Modern Day Oregon Trail

Us being the experienced hitchers we now are we decide to update our hitching tools. We borrow a marker from the front desk and use the epmty 30 pack box to make a nice sign. "Next Exit" is written in big box letters on the front and "Interperative Center" on the back. The destination is 5 miles off of I-84 from the next exit. We walk the entire way to the next exit and about a mile and a half up the road towards the museum without catching a ride. This has got to be the most friendly town on Earth except when it comes to picking up hitchikers.
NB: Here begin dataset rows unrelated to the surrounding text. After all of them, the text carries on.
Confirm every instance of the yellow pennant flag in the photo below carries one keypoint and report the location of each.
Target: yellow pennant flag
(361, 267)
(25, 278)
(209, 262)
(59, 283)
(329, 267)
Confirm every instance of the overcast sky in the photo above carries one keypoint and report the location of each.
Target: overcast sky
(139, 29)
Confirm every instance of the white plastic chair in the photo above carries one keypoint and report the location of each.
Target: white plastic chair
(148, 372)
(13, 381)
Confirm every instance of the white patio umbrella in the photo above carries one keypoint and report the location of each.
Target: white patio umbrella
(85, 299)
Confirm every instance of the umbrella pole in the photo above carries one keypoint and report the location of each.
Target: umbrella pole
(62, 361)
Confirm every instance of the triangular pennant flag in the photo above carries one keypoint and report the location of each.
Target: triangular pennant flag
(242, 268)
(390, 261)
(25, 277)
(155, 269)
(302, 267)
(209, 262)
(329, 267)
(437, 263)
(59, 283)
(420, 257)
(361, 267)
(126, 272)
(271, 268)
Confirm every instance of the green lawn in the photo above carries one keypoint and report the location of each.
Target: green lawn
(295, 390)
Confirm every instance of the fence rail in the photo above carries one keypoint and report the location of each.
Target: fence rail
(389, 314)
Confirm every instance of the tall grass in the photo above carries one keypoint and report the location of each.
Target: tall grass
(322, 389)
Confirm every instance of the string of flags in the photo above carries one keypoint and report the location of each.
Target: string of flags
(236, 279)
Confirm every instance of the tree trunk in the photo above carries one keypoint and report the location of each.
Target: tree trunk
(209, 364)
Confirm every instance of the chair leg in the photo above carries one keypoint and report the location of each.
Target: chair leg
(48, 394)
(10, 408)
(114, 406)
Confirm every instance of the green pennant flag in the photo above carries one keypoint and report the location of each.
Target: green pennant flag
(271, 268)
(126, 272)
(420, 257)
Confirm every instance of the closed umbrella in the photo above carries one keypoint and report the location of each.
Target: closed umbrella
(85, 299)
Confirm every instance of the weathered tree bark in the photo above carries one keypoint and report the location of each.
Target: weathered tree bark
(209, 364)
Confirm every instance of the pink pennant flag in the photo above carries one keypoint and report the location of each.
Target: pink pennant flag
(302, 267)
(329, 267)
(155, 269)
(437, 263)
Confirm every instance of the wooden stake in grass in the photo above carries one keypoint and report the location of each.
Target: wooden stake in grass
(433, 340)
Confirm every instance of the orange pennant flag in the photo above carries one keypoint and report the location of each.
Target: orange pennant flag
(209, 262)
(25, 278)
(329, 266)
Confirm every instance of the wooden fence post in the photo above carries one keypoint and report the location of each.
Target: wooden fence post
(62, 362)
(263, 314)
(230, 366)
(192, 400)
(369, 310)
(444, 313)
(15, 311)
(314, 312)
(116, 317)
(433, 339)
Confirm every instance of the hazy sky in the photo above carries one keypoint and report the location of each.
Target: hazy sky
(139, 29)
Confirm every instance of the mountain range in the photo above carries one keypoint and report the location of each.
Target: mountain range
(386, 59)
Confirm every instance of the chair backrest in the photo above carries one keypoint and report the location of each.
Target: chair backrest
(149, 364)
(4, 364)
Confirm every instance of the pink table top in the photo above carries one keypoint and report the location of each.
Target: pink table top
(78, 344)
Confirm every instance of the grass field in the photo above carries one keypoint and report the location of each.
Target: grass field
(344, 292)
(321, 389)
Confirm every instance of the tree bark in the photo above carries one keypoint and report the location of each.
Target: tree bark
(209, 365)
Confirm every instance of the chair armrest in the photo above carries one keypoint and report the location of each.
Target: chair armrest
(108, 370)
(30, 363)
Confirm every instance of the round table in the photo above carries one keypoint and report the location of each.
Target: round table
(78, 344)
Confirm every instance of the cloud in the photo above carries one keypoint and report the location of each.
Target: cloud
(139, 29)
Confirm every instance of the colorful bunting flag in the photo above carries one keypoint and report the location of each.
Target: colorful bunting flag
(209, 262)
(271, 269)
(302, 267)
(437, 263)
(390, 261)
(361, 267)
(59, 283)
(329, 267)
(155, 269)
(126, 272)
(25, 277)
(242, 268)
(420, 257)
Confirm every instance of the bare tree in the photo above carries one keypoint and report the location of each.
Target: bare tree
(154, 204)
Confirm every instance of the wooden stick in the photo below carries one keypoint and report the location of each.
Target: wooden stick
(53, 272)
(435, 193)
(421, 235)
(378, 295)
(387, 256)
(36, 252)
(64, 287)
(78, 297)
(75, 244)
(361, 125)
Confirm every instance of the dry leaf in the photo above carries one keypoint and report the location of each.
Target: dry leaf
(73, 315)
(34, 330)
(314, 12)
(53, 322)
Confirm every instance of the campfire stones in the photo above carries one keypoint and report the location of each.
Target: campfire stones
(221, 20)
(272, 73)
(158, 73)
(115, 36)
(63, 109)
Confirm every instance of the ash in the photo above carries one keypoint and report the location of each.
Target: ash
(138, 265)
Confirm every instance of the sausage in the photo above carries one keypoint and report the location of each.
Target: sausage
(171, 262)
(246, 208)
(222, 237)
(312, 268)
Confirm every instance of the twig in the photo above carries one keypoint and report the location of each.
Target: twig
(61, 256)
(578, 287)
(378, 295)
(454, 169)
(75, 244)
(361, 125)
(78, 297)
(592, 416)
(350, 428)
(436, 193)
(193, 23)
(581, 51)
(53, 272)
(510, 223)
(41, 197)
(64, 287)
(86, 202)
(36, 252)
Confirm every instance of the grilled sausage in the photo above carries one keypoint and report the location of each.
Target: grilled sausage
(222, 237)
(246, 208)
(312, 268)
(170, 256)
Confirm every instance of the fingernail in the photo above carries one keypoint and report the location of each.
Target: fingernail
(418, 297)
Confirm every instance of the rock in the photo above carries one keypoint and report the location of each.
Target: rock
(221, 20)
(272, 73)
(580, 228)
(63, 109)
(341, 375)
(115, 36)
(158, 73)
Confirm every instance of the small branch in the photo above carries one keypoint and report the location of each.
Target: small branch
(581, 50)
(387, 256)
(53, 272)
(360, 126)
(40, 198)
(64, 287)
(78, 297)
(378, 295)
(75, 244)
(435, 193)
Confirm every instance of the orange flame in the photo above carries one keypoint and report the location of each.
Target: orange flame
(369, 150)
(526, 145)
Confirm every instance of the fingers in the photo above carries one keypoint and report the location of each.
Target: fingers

We pass the world's largest farming tool graveyard and a sign advertising fresh beef for sale. We stumble across the full skeletal remains of some kind of small animal on the side of the road. We reach a sign telling us we're 3 miles from the interperative center and the going looks to get much rougher. We hold out our sign at the bottom of this hill and point to the roadsign figuring if'n we don't get picked up soon we'd head on back yonder to the hotel.

Finally we get picked up by a car with three dutes in it (thanks dutes) and they take us up to the place. It's unclear who feels more sorry for who along the way. Us for them for them having to live here. Or them for us for us being stranded here. We ask them what there is to do around here and they say "work." As if we needed any more proof that this place wasn't for us.

We accidentaly sneak into the back entrance of the museum like a couple of Amir's and check out the taxadermised buffalo, wax figures of settlers and indians, and recreated covered wagons. One not so modern display is designed to "recreate" the action of rowing a boat through a muddy river and on closer look it turns out to be a stick connected to a bungy cord. We took about an hour or so to check it out and I gotta say, those people definitely had it rough....better them than me.

The ride home was the days highlight.....we got picked up once again by two young dutes (thanks dutes!) who were driving a tiny pickup truck. We hopped in the back, propped up on the cab of the truck with our matching New Balance backpacks as pillows, put our feet up on the side of the bed and watched the mountains disappear behind us. We winded down the hills with the wind swooping by, the hillsides rising up on our right and the cliffs along our left. They dropped us right in town and we hopped out feeling like we just captured the adventurous spirit of the settlers in the museum.

We watched with glee as the Pistons whipped up on the Lakers while eating stir frys and sipping on Alaskan Ales in the hotel lounge. Then back to the lobby where more battles ensued and one Randy Moss lit up the Steelers (sorry boys) with a record setting 24 catches. Hot Dog.